Боженка опомнилась и взяла себя в руки. Сливовица в стакане действительно цветом напоминала некрепкий чай. Взяв стакан в другую руку, она отняла у меня кусок сухой булки и, откусив кусочек, не поморщившись, запила водкой. Прожевав и проглотив, спокойно ответила:
— Разумеется, пан заведующий. Я все сделала.

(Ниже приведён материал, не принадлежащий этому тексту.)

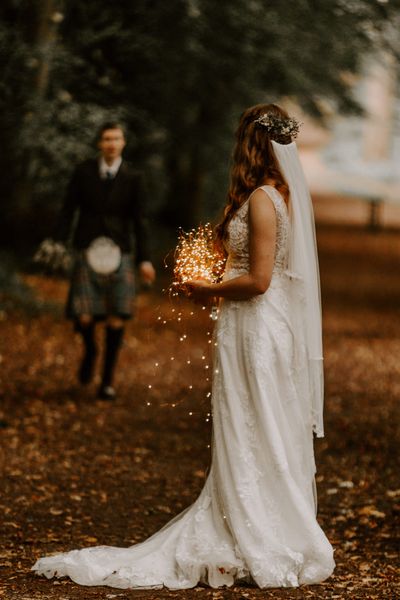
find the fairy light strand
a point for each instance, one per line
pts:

Мы смотрели на Боженку с набожным восторгом. А она, откусывая по кусочку булки и запивая ее «чайком» из стакана, неторопливо отвечала на вопросы шефа, которых накопилось предостаточно. Последний глоток сделала с последним ответом.
— Ну, Боженка, ты даешь! А я думала — пропали.
Не все мои репортажи той поры сохранились. К счастью — иначе из автобиографии получился бы производственный роман о большой стройке. И все-таки я убеждена, о ней никто не написал всю правду и со знанием дела, «изнутри», как это написано мною.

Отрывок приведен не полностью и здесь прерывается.